While trading in the stock market, you may calculate your costs by adding the buy price, cost of brokerage, and GST. The amount earned after recovering these costs is the profits earned in the trade.
Trading in futures and options are popular among investors for hedging and speculating. Investors trade in options, in particular, to protect themselves against fluctuations in the price of a share.
Options trading is a contract between two parties wherein the buyer gets the right, but not the obligation, to buy at a set price (also known as strike price) on or before a particular date (also known as exercise date). There are two types of options, namely, call options and put options. The right to sell the security, say a stock or index, is known as a put option, whereas the right to buy the security is known as a call option.
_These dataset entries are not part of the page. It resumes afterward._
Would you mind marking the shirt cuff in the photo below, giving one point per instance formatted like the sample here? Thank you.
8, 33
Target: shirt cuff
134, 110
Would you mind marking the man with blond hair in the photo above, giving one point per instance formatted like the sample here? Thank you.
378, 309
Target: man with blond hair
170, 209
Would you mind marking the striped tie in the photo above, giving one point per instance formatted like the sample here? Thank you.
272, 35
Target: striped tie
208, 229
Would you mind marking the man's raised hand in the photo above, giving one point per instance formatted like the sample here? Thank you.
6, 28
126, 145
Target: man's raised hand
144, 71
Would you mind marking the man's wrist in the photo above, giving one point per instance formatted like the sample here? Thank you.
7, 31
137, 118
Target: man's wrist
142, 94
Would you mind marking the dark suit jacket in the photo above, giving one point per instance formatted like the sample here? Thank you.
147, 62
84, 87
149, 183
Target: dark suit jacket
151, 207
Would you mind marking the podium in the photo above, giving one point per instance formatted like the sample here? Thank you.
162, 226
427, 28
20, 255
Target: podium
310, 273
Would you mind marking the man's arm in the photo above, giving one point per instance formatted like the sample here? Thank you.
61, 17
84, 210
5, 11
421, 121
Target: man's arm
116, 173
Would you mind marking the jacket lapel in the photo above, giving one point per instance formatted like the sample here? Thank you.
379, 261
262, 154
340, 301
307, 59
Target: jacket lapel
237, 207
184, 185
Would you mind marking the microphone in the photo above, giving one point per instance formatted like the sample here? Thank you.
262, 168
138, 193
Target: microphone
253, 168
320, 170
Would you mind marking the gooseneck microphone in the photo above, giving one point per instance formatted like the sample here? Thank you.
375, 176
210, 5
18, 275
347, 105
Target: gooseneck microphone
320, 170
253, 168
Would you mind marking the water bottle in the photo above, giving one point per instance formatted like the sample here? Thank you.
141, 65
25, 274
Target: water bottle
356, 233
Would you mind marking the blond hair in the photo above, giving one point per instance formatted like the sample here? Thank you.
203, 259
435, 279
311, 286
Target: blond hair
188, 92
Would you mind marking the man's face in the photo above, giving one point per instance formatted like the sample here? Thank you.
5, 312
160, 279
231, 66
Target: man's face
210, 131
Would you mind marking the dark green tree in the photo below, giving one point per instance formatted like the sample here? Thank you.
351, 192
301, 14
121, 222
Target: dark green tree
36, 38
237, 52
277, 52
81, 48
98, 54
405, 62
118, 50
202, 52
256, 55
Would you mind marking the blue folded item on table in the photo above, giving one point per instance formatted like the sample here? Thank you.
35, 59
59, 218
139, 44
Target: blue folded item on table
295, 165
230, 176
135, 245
Achieving break-even in options trading
While trading in options, say call options, the buyer gets the right to buy the security at the set price till the option expires. The options buyer provides a fee to the options seller, for taking such an obligation. The set price, in such a case, becomes the basis of break-even for both the buyer and seller.
For the buyer, the set price plus the premium is the break-even point. Besides, it is also necessary to add other costs incurred such as the cost of brokerage, GST, or any other associated fee. Any amount earned after covering these costs earns a profit for the buyer. For example, assume the set price of the call option is INR 1000 and the buyer pays other costs amounting to INR 50. This means that the security has to cover INR 1050 before expiry in order to break-even.
In case you are trading in put options, the break-even is calculated as the strike price minus the premium paid. For example, if the investor pays INR 50 for a 300-put option of XYZ stock, this means the put buyer can sell shares of XYZ at INR 300 per share till the option expires. The break-even price here, therefore, is INR 300 less than INR 50, or INR 250. If XYZ stock is currently trading for INR 200, the put owner may buy the stock at that value and sell it at INR 300 by exercising the put. The profit earned in this case is INR 50. i.e. INR 300 minus INR 250 (INR 200 paid towards the cost per share plus INR 50 paid towards premium).
Options are an effective type of derivatives to combat market fluctuations. It is however imperative to have a deep understanding of related trading and investment practices in order to earn good profits.